Note: I program with Code::Blocks using g++ compiler.
EDIT: as requested here a simple example of what I want:
template<typename T>
class parent {
public:
// Public methods that user can call
int getSomething(T t);
void putSomething(T t, int x);
// public method that user should implement in his code
virtual float compute(T t) { }
// protected or private methods and attributes used internally by putSomething ...
float doComplexeThings(...); // this can call
};
The method compute() should be implemented by the user (the child class). However, this method compute() is called by putSomething() and doComplexeThings() for example.

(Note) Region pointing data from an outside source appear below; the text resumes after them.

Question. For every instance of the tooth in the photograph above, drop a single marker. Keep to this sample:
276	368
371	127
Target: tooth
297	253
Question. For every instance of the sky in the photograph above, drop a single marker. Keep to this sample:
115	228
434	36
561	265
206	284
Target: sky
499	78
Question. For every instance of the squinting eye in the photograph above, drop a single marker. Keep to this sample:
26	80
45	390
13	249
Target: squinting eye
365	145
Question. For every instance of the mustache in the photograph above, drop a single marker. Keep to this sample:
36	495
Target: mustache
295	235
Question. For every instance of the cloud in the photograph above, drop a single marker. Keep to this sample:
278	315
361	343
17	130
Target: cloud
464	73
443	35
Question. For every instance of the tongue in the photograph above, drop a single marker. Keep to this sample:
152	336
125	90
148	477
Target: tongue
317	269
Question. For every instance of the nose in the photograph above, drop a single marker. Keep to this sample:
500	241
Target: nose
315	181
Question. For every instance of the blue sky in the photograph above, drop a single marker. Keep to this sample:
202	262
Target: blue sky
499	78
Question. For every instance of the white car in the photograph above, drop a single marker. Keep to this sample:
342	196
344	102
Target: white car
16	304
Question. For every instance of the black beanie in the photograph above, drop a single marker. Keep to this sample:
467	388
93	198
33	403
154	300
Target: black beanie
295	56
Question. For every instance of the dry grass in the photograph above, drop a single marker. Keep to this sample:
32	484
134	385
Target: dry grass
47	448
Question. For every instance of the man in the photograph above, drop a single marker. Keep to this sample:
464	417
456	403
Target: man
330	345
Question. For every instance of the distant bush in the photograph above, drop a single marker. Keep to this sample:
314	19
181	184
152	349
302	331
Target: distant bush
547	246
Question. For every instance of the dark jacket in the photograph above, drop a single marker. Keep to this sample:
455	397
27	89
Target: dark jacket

If you can use C++11 features in your compiler then overrides can be tagged as so with the override special identifier:
float compute() override;
The above line in a derived class will cause a compiler error as the function does not override a member function in the base (incorrect signature, missing argument). But note that this must be done in each derived class, it is not a solution that you can impose from the base class.

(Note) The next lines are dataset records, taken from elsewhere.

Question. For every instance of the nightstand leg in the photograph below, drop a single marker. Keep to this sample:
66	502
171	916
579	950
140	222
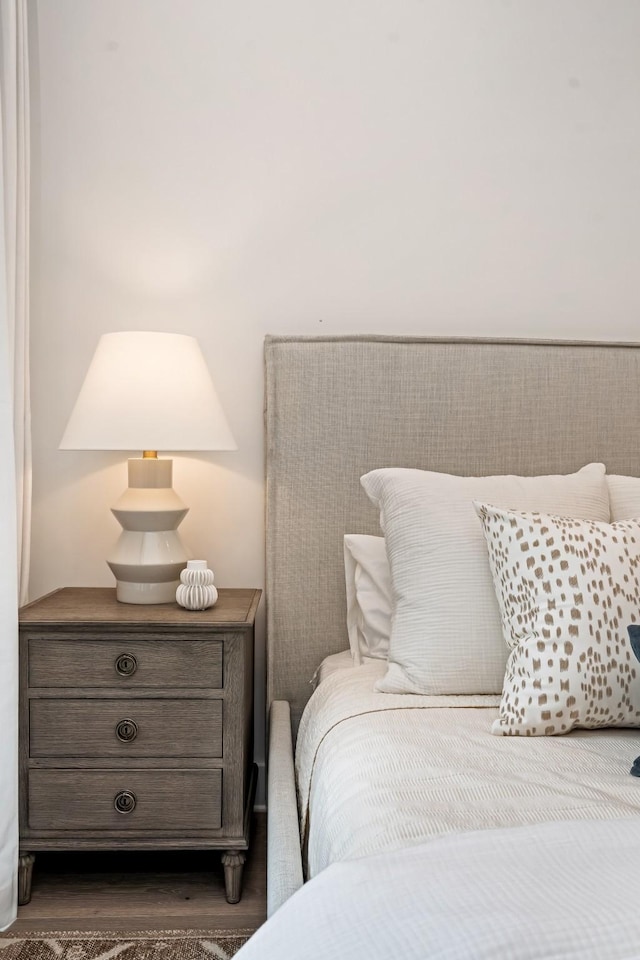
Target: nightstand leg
25	873
233	862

From the base class you can only force the override by making the function pure virtual, but that changes the semantics. It does not avoid problems while overriding, but rather forces overriding in all cases. I would avoid this approach, and if you are to follow it and there is a sensible implementation for the base type, make the function virtual and provide a definition so that your derived classes's implementation can just call the functions the base type (i.e. you force the implementation, but in the simplest cases it will just forward the call to the parent)

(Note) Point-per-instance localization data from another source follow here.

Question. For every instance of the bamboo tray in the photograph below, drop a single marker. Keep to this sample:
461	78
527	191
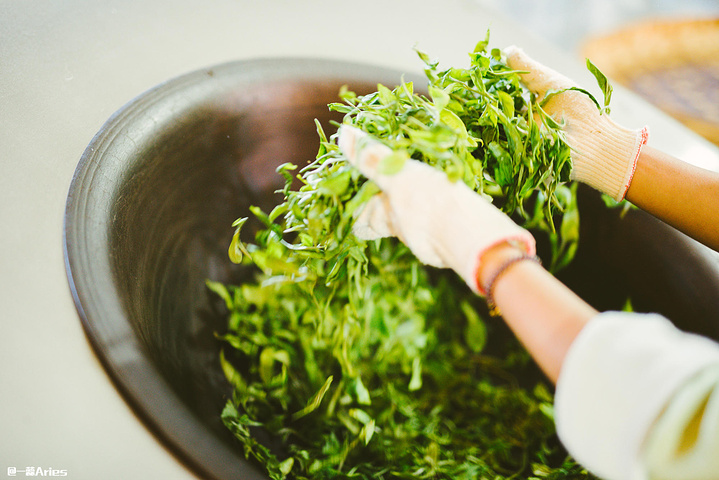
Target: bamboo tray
674	64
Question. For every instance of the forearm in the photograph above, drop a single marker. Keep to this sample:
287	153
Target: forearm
680	194
541	311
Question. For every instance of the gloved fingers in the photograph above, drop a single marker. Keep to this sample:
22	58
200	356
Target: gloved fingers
363	152
539	78
374	220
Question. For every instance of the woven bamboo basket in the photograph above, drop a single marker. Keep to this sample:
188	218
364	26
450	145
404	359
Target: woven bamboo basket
674	64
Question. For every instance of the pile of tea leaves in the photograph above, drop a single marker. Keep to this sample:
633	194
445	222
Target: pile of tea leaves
349	358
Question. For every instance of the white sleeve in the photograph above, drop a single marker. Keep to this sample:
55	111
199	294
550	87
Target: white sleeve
618	377
684	442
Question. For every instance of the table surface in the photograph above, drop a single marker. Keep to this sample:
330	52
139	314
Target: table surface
65	67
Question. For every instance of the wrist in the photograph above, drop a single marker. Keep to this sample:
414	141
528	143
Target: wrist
493	260
604	155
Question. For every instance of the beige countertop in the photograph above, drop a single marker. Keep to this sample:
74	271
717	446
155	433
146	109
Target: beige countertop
65	67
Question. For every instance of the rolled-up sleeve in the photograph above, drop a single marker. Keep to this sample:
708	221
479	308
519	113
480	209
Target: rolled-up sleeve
620	403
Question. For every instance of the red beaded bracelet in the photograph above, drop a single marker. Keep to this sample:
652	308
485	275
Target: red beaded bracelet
493	309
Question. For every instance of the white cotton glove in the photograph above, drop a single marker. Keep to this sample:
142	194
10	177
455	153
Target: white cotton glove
604	154
616	382
445	224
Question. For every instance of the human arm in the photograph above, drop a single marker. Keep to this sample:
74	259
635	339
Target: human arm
614	372
543	313
618	162
678	193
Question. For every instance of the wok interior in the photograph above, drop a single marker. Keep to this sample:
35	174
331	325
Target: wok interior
172	226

You just have to make sure that the methods have the same signature (including const/mutable modifiers and argument types). You can use a pure virtual definition to provoke compiler errors if you fail to override the function in a subclass.
class parent {
public:
// pure virtual method must be provided in subclass
virtual void handle_event(int something) = 0;
};
class child : public parent {
public:
virtual void handle_event(int something) {
// new exciting code
}
};
class incomplete_child : public parent {
public:
virtual void handle_event(int something) const {
// does not override the pure virtual method
}
};
int main() {
parent *p = new child();
p->handle_event(1); // will call child::handle_event
parent *p = new incomplete_child(); // will not compile because handle_event
// was not correctly overridden
}
This question is asked in 2013. It's pretty old but I found something new which doesn't exist in the answers.
We need to understanding three concept is overload, overwrite, and hide.
Short answer, you want to overload the inheritance function from base class.
However, overload is the mechanism to add multiple behavior for function which needs all these functions under the same scale. But the virtual function is in the Base class obviously.
class A {
public:
virtual void print() {
cout << id_ << std::endl;
}
private:
string id_ = "A";
};
class B : A {
public:
using A::print;
void print(string id) {
std::cout << id << std::endl;
}
};
int main(int argc, char const *argv[]) {
/* code */
A a;
a.print();
B b;
b.print();
b.print("B");
return 0;
}
Add using A::print; in your derive class will do the work!
Though I don't feel it's a good idea since the philosophy behind the overload and inheritance is different, it may not a good idea to nest them together.